La clave de la predicción meteorológica basada en sondeos radica en comparar la curva de estado con las adiabáticas. Si la curva de estado desciende más rápido que la adiabática seca (más de 9,8 °C/km), la atmósfera es absolutamente inestable: cualquier parcela de aire que ascienda se encontrará más caliente que su entorno y seguirá subiendo. Si desciende más lentamente que la adiabática húmeda (menos de ~5 °C/km), la atmósfera es absolutamente estable y el ascenso se frena.
La curva de estado y la predicción de tormentas
En la predicción de tormentas, la forma de la curva de estado lo es todo.

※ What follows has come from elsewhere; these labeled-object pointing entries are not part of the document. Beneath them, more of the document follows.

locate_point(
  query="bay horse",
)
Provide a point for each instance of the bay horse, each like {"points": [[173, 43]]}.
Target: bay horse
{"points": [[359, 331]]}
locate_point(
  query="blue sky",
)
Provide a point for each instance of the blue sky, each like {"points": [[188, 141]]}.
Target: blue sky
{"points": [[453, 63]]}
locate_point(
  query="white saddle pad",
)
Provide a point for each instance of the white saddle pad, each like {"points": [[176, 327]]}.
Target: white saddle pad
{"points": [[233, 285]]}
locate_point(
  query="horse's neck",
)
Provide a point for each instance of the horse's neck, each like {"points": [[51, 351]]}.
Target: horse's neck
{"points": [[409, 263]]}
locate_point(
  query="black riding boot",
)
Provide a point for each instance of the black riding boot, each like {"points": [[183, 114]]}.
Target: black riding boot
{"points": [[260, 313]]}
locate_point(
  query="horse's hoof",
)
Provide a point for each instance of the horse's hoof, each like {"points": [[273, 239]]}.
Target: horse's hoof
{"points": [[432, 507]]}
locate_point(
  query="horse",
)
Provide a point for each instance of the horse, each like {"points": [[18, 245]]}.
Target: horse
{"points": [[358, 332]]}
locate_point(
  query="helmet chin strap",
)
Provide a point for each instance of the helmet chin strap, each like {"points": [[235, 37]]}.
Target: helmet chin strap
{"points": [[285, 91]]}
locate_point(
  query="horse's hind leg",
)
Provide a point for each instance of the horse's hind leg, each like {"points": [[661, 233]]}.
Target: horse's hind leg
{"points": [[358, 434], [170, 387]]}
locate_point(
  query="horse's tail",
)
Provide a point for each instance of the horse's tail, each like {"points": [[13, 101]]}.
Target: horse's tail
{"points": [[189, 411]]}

Un meteorólogo busca capas donde la curva de estado cruza las adiabáticas: el punto donde una parcela ascendente se vuelve más cálida que su entorno marca el nivel de convección libre (LFC), y a partir de ahí la parcela asciende acelerándose. La energía disponible para la tormenta (CAPE) es proporcional al área entre la curva de estado y la trayectoria de la parcela en el diagrama.
La curva de estado en el contexto español
En España, la curva de estado varía enormemente según la situación sinóptica. En días de masa de aire subtropical con subsidencia, la curva muestra una fuerte inversión en niveles medios que actúa como tapadera y suprime la convección. En situaciones de DANA o gota fría, la curva de estado se inclina bruscamente en niveles medios y altos por la presencia de aire frío en altitud, generando valores extremos de CAPE y favoreciendo tormentas explosivas, especialmente en el Mediterráneo durante otoño.